Many thanks for your help!

 

 

Best Answer

  • ST_-Superman-_
    Answer ✓

    You can improve the performance by adding an index prior to the joins.  You have to add a transform for each table you are indexing.

     

    3b)

    ALTER TABLE proc1 ADD INDEX(`dates`,`shop_town_id`);

     

    3c)

    ALTER TABLE proc_group ADD INDEX(`created_at_trans`,`shop_town_id`);

     

    then run your join statement (#4)

     

    4b)

    ALTER TABLE proc_join ADD INDEX(`created_at_trans`,`shop_town_id`);

     

    4c)

    ALTER TABLE proc_group ADD INDEX(`ly_date`,`shop_town_id`);

     

    then run your join statement (#5)

     

     

    Let me know if that speeds up the process.  My next thought would be to create a "join" field in those data tables by concating the two fields you are joining on CONCAT(`dates`,`shop_town_id`) as `join`

     

    You would then want to index that new field prior to the join.  

     

    Good luck to you, let me know how it turns out.

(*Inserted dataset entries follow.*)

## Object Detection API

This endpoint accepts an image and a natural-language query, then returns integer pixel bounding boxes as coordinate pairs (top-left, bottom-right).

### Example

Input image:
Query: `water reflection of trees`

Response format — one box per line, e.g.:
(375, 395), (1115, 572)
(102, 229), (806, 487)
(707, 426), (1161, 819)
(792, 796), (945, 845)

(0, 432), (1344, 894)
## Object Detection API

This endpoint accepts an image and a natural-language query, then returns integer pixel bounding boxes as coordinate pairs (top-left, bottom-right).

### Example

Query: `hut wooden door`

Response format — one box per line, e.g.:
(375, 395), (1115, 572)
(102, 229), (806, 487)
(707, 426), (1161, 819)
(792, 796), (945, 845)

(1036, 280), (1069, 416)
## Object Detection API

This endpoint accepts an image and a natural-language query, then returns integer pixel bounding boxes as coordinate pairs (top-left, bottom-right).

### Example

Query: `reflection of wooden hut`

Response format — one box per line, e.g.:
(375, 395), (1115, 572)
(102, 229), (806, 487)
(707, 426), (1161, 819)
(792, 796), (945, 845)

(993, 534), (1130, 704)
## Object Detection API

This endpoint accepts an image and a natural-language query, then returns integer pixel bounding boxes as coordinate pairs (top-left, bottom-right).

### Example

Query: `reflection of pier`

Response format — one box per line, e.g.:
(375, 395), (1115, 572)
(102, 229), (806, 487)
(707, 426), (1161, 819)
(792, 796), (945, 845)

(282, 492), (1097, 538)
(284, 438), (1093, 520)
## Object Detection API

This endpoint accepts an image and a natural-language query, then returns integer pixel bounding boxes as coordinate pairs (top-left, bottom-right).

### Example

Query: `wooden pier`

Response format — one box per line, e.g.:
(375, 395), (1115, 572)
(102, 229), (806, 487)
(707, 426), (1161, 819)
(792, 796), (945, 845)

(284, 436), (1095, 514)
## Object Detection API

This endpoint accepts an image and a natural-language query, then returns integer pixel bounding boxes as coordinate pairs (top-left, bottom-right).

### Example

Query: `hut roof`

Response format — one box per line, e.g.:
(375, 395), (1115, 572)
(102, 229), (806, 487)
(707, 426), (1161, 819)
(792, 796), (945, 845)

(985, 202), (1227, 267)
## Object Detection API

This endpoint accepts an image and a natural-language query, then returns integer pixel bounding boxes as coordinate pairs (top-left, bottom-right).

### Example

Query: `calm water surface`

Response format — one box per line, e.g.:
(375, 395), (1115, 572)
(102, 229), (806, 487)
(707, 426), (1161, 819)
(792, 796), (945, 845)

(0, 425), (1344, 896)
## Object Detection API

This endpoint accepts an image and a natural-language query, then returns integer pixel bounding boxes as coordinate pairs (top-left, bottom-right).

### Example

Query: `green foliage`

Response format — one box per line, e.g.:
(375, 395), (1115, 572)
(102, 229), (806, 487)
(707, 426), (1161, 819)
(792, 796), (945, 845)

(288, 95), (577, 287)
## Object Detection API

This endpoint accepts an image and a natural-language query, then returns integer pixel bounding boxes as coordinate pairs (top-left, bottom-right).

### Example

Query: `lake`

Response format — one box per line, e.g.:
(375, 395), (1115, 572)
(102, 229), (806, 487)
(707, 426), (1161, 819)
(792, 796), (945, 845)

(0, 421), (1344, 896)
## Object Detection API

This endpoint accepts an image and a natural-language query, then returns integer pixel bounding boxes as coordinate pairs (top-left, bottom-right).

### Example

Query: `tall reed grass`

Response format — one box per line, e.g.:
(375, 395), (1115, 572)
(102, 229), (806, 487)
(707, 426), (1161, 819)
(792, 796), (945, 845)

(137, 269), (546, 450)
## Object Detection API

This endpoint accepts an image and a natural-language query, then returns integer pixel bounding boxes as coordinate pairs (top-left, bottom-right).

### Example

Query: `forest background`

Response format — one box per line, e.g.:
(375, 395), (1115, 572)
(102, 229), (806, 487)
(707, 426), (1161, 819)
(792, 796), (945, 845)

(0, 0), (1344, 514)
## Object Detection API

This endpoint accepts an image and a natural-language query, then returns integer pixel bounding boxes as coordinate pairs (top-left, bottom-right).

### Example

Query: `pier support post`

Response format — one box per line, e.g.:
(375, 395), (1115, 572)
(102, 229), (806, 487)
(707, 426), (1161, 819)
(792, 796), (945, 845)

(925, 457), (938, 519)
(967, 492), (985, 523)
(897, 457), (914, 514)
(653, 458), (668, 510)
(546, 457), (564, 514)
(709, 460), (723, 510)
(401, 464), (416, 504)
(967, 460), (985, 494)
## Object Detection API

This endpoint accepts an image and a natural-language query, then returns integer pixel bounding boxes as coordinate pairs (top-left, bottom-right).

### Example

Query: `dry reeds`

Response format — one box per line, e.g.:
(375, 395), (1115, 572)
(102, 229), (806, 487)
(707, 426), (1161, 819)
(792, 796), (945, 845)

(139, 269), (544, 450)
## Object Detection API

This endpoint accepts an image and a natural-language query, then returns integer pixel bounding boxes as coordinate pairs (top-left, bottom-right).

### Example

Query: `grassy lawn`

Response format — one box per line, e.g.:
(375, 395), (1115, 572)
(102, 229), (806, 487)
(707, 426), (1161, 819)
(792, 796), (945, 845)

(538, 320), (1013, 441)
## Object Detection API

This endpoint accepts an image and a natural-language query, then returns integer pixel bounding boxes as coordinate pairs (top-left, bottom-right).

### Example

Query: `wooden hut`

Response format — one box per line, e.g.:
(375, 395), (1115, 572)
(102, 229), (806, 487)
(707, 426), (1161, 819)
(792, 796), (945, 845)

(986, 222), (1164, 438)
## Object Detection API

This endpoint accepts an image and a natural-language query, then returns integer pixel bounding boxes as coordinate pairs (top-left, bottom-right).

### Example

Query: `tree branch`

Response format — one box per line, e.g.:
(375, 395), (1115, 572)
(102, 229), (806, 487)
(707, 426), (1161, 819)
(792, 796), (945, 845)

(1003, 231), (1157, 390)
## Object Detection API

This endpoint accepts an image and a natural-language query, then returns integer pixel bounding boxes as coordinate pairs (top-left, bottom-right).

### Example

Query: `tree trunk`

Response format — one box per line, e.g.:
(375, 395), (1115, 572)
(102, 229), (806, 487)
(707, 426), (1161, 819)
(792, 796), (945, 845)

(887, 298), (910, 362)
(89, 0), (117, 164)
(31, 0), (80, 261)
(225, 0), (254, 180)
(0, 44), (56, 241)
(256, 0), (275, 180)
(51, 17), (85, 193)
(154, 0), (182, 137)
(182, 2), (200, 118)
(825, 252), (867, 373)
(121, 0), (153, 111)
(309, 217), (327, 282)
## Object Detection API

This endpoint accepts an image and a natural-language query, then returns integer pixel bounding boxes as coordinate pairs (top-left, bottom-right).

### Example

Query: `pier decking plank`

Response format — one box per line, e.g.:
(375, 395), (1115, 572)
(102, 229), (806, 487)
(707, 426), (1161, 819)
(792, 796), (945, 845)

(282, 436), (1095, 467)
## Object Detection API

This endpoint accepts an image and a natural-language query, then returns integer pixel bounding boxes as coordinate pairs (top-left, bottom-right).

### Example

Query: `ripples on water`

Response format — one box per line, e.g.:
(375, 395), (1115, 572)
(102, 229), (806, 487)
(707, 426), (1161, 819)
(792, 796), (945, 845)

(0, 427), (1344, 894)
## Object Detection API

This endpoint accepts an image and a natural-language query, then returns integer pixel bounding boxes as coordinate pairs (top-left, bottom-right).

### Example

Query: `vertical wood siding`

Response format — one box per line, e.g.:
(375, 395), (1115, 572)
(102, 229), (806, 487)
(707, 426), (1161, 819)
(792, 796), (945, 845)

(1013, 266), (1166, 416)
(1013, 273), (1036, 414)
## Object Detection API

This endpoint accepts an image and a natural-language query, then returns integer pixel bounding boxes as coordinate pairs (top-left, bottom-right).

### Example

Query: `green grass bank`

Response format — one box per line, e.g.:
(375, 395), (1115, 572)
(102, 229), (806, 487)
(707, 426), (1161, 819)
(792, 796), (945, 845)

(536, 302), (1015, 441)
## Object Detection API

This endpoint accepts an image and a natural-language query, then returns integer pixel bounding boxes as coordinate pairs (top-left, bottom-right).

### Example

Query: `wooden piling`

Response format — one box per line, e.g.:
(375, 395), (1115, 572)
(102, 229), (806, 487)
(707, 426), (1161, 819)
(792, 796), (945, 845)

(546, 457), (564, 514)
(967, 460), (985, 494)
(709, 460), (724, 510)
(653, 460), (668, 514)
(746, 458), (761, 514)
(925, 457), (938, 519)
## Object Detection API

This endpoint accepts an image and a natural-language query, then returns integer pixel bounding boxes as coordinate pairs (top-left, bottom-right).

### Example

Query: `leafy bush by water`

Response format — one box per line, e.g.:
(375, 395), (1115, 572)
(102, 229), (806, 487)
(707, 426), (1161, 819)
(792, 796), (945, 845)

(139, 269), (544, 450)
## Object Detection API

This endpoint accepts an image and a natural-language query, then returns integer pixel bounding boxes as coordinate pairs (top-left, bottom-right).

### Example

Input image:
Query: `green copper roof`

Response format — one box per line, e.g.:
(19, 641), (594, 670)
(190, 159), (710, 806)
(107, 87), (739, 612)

    “There is a superhero in all of us, we just need the courage to put on the cape.” -Superman

Answers

  • ST_-Superman-_
    Answer ✓

    You can improve the performance by adding an index prior to the joins.  You have to add a transform for each table you are indexing.

     

    3b)

    ALTER TABLE proc1 ADD INDEX(`dates`,`shop_town_id`);

     

    3c)

    ALTER TABLE proc_group ADD INDEX(`created_at_trans`,`shop_town_id`);

     

    then run your join statement (#4)

     

    4b)

    ALTER TABLE proc_join ADD INDEX(`created_at_trans`,`shop_town_id`);

     

    4c)

    ALTER TABLE proc_group ADD INDEX(`ly_date`,`shop_town_id`);

     

    then run your join statement (#5)

     

     

    Let me know if that speeds up the process.  My next thought would be to create a "join" field in those data tables by concating the two fields you are joining on CONCAT(`dates`,`shop_town_id`) as `join`

     

    You would then want to index that new field prior to the join.  

     

    Good luck to you, let me know how it turns out.


    “There is a superhero in all of us, we just need the courage to put on the cape.” -Superman
  • @ST_-Superman-_ gives very solid advice.

    I offer one more suggestion to possibly speed things up for you.  I have a similar transform process in one of my dataflows where I combine a list of all days with a list of all customers to get an array of all possible customer-day combinations.  Instead of doing date math using your self-generated list of n days ago, I used Domo's Domo Dimensions connector (https://yourinstance.domo.com/appstore/connectors/com.domo.connector.domodimension) to bring to our data center a calendar file that has all days in it.  Then I just join that calendar against a list of all customers to generate the customer-day combinations:

     

    SELECT

      a.dt

      ,b.customer_id

    FROM

      (select distinct customer_id from customers) a

      ,domo_calendar b

    --notice no join condition since you want a cartesian product, but you could still use CROSS JOIN if you wanted

     

    I think it's really user-friendly this way.

    Aaron
    MajorDomo @ Merit Medical

    **Say "Thanks" by clicking the heart in the post that helped you.
    **Please mark the post that solves your problem by clicking on "Accept as Solution"
  • Thanks Scott, that helped out a lot!

     

    @AS Thank you as well for your input. I didn´t know about Domo Dimension, very helpful feature!